Abstract:
BACKGROUND: The use of intravenous contrast during computed tomography (CT) scans enhances the detection and characterization of pathologies. However, its high cost, along with the potential adverse effects of the contrast agents and radiation, presents significant challenges for the resource-limited public health sector in South Africa. It is the responsibility of radiologists to justify the use of intravenous contrast and the exposure of patients to ionizing radiation.
AIM: This study aims to determine whether the administration of contrast significantly alters the diagnosis of normal non-contrast CT brain scans.
METHODS: A descriptive retrospective cross-sectional study was conducted at Mankweng Hospital, analysing 181 brain CT images acquired between January 1, 2021, and January 31, 2022. All patients underwent consecutive non-contrast CT (NCCT) and contrast-enhanced CT (CECT) scans, with CECT performed immediately following NCCT. A simple random sampling approach was employed. Senior registrars reported the scans, a consultant radiologist verified the reports, followed by a discussion of a subset of equivocal scans in a consensus meeting. Results were recorded and statistically analysed using SPSS. The kappa coefficient was utilized to measure the agreement between the NCCT and CECT scans, with all statistical analyses conducted at a 5% level of significance.
RESULTS: Among the 181 sampled scans, 88 (48.6%) were initially reported as normal on NCCT. Of these, 84 (95.5%) remained normal after contrast administration, while 4 (4.5%) exhibited significant diagnostic changes after receiving the contrast. The kappa coefficient of 0.945 indicated almost perfect agreement between the NCCT and CECT scans (p < 0.005). The administration of contrast provided additional diagnostic value primarily in immunocompromised patients or those with fever, seizures, or decreased levels of consciousness.

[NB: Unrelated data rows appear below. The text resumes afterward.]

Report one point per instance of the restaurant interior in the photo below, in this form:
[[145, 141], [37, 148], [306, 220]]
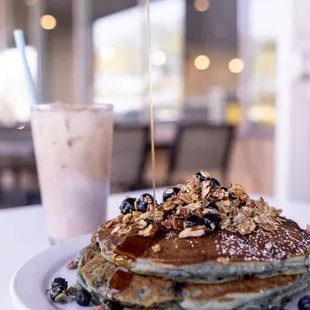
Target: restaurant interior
[[217, 69]]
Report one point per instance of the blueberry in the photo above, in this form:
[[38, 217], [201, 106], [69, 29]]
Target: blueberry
[[213, 207], [60, 282], [83, 298], [201, 177], [304, 303], [128, 205], [178, 288], [211, 221], [214, 182], [170, 192], [232, 196], [58, 294], [192, 220], [112, 305], [144, 201]]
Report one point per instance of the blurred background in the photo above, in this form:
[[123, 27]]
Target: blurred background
[[220, 68]]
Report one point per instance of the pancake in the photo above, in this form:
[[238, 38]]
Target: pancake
[[105, 281], [204, 233], [214, 257]]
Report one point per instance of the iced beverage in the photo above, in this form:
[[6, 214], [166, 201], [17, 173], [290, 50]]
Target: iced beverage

CONCLUSION: This study demonstrates that administering contrast following a normal NCCT brain scan may not be necessary. Omitting this step could reduce healthcare costs, scan time, and radiation exposure. Radiologists should justify the use of contrast and repeat scans based on clinical information. We recommend adopting a “scan, review, and justify” approach to optimize resource utilization and minimize harm. Future studies should investigate the cost-effectiveness of this approach.